Magdalena Potluck
By Margaret Wiltshire
In our culture today, confidence is everything. Since Norman Vincent Peale’s 1952 book “The Power of Positive Thinking” was printed there has been wave after wave of “positive” philosophies.
Some people go so far as to feel if someone says anything not positive about themselves they lack confidence and might lack competence. Dress for success, wear your confidence everywhere and in every way.
I read about American school children who did very poorly in a reading evaluation. When asked how they thought they did, they expressed complete confidence in their reading abilities. I found this sad and distressing.
The wonderful thing about reading is it’s the beginning of a conversation. The writer names the subject and gives their take on it. The reader chooses the subject to read. Then the reader either agrees, disagrees, or spins off in their own thoughts. It’s the same as viewing art and theater. Scientists and explorers of all kinds use this stimulation and sharing.
Socially, wonderful conversations often begin with “Have you read anything interesting lately?”
It makes me sad that American children on the whole are not reading well. It doesn’t promise much for future conversation and achievement.
One of my teachers noted that I was a person whose glass was always half-full and always half-empty. For me, that is always the way it is. That’s the equality of reality, the balance. For the most part that’s just fine, but sometimes it is troubling.
Now that our cultural cup is full to the brim with confidence, we might be missing something. That something might be competence.
Competence comes from being able to assess skill, risk, limitations, and possibilities. It’s fed by the desire to improve, achieve, learn and excel. It’s a constructive response to success and failure.
Both success and failure are equal stepping stones toward achievement. Self criticism is not easy. You bake a pie, build a bench, paint a picture, write a paper. Your best help is to be able to see it clearly. All the good, all the bad evaluated objectively leads to better and more rewarding things. Guilt and emotional whippings or conceit and denial are walls in the path to achieving more.
In other words, self criticism does not mean self contempt. Actually it’s more like building a house on rock instead of sand.
Thirty to 50 years ago, we had one of the highest skilled labor forces in the world. Is that true today? For 30 years now or more we’ve been told our value lies not in what we can do and build but in what we can buy. Are we making ourselves useless but conceited?
We are suppose to run our government but do we? The taxes we pay are for the government to serve our needs, does it?
Did former President George W. Bush say he was spending money we didn’t have for a war in Iraq we didn’t need? We’ve had a decade of tax breaks for the rich. Are you wealthier for it? Want to do it again? Do you have a choice? Do you know?
History is a fine teacher given realistic attention. As Rome perched ready to fall, the Romans went to the coliseum. We don’t feed Christians to lions, only Muslims, Jews, non-believers, gays, etc. Have you bought the Black Ops games available for this Christmas? We are sending the police into our schools for protection and teaching our kids how to be sociopaths and killers. Hate and destruction is becoming a national pastime.

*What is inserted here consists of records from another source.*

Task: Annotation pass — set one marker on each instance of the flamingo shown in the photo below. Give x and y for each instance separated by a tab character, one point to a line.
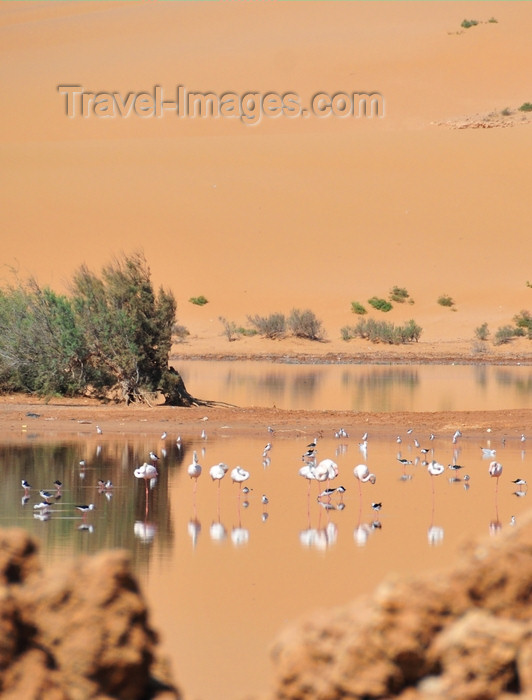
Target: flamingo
194	469
146	472
363	474
85	509
326	470
520	482
307	472
238	476
495	471
218	471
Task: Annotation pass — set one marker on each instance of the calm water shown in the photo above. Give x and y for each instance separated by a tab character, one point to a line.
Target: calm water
360	387
222	572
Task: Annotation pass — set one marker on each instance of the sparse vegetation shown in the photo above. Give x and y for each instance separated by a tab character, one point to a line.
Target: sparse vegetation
504	334
199	301
272	326
304	324
380	304
382	332
523	321
110	338
230	328
445	300
357	308
180	333
232	331
398	294
478	348
482	332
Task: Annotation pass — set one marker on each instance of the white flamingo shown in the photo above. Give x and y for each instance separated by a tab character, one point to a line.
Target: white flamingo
218	471
307	472
146	472
495	471
363	474
238	476
194	469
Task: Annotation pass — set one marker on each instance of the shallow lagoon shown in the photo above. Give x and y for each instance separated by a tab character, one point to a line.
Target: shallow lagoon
222	572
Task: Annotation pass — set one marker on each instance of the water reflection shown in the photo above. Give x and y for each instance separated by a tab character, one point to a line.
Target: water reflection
268	541
361	387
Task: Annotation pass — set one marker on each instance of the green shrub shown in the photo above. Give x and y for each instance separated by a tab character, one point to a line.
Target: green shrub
180	332
523	321
304	324
445	300
199	301
380	304
382	331
357	308
272	326
346	333
232	331
482	332
398	294
111	336
230	328
504	334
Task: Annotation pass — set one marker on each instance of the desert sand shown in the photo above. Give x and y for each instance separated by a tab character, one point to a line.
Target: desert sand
287	213
290	212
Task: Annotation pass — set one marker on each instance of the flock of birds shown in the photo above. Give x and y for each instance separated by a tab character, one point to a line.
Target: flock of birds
323	472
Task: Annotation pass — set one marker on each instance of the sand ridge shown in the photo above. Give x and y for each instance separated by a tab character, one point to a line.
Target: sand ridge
289	213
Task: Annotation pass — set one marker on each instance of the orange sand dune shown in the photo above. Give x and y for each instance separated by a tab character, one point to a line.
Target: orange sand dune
291	212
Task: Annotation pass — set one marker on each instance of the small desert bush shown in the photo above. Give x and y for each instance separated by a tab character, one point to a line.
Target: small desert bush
478	348
482	332
382	332
357	308
398	294
445	300
504	334
199	301
230	328
523	321
304	324
380	304
272	326
232	331
179	333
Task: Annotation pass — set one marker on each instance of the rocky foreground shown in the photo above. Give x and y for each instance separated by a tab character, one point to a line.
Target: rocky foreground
81	632
75	633
462	635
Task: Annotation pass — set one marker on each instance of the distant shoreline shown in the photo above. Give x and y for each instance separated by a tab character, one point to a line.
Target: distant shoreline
381	358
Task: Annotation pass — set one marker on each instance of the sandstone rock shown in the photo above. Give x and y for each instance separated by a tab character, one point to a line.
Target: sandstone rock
463	636
75	632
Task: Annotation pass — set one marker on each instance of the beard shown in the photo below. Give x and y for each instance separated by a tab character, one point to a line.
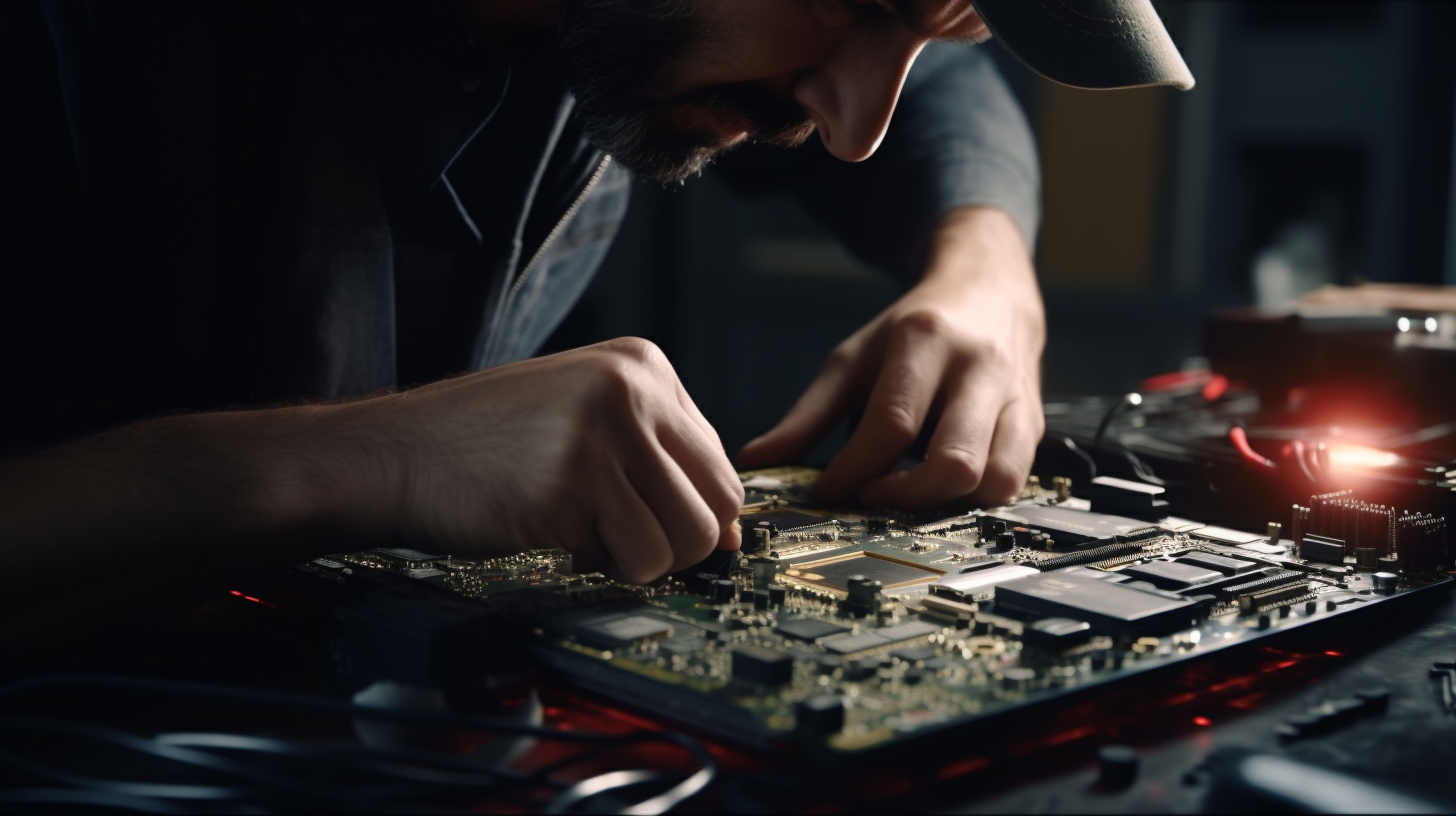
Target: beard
619	59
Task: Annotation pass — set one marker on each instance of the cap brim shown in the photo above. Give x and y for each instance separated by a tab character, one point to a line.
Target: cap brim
1098	44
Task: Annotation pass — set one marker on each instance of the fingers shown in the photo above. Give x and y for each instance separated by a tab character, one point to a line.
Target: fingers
957	453
1018	430
970	455
910	376
696	449
637	548
813	416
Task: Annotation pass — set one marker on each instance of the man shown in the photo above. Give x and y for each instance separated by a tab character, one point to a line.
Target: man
305	204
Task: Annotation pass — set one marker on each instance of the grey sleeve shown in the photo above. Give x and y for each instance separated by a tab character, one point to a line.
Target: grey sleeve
957	139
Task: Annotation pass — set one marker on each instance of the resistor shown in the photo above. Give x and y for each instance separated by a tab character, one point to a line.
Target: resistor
1296	528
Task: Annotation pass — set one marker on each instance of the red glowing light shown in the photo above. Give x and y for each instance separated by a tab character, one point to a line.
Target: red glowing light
1216	388
248	598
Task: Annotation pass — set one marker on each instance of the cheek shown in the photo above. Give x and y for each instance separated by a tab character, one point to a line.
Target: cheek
955	19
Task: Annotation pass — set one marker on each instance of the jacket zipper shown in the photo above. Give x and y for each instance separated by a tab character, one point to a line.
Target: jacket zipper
555	232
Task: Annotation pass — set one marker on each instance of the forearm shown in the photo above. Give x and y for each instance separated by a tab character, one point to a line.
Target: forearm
128	512
979	252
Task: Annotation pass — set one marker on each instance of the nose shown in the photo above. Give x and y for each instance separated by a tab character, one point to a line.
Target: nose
852	91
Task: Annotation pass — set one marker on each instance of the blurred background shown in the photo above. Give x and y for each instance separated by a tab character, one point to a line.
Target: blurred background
1316	147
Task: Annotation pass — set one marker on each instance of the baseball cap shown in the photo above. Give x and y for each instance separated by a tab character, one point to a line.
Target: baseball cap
1100	44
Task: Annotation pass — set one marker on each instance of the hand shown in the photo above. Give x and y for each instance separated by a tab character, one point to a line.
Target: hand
596	450
960	351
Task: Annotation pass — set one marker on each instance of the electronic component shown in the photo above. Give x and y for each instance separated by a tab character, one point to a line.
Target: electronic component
1107	606
616	630
960	586
781	522
1171	574
808	628
1067	525
1057	633
1127	497
835	573
1217	563
877	638
762	666
819	716
855	631
1321	548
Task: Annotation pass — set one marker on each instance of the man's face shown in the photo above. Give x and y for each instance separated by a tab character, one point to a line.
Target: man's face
669	85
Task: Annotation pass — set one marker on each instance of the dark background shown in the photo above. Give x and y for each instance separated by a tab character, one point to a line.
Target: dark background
1316	130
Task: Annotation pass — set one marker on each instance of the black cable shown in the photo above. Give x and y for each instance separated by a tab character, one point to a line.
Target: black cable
663	802
1126	401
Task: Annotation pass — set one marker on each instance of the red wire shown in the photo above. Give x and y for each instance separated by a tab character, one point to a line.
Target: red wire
1241	440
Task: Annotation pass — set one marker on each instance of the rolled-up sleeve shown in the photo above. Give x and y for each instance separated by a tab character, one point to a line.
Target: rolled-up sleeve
957	139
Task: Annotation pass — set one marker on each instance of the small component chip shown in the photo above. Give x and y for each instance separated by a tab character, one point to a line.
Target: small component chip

What makes negatives so destructive? Judging, usually judging others. It can get pretty mean. This is not about realities, this is about fear. No one instills fear and is so full of fear than the boastful bully. Abuse sires abuse.
Rick Brenner, in an email newsletter from Chaco Canyon Consulting, writes that we usually assume a confident manner is evidence of competence. Studies at Cornell University show this is not so. Now called the Dunning-Kruger effect (after those who led the study) this study shows a paradox.
Incompetent individuals often overestimate their abilities and performance. Incompetent individuals are less able to recognize competence in others. As incompetent individuals gain competence they gain ability to have insight about their true level of performance.
Humility is not self-hatred. Conceit is not success. We are so attuned to choosing the most boastful as the best, we are blind and crippled.
Basically, a living human is a success. From there whatever else happens is up to us. Really knowing who you are now will help get you where you want to go. Fake it, you lose.
In Magdalena, the school offered another wonderful Thanksgiving lunch to the village. Many are responsible but the kitchen staff gets the biggest nod. Thank you, all.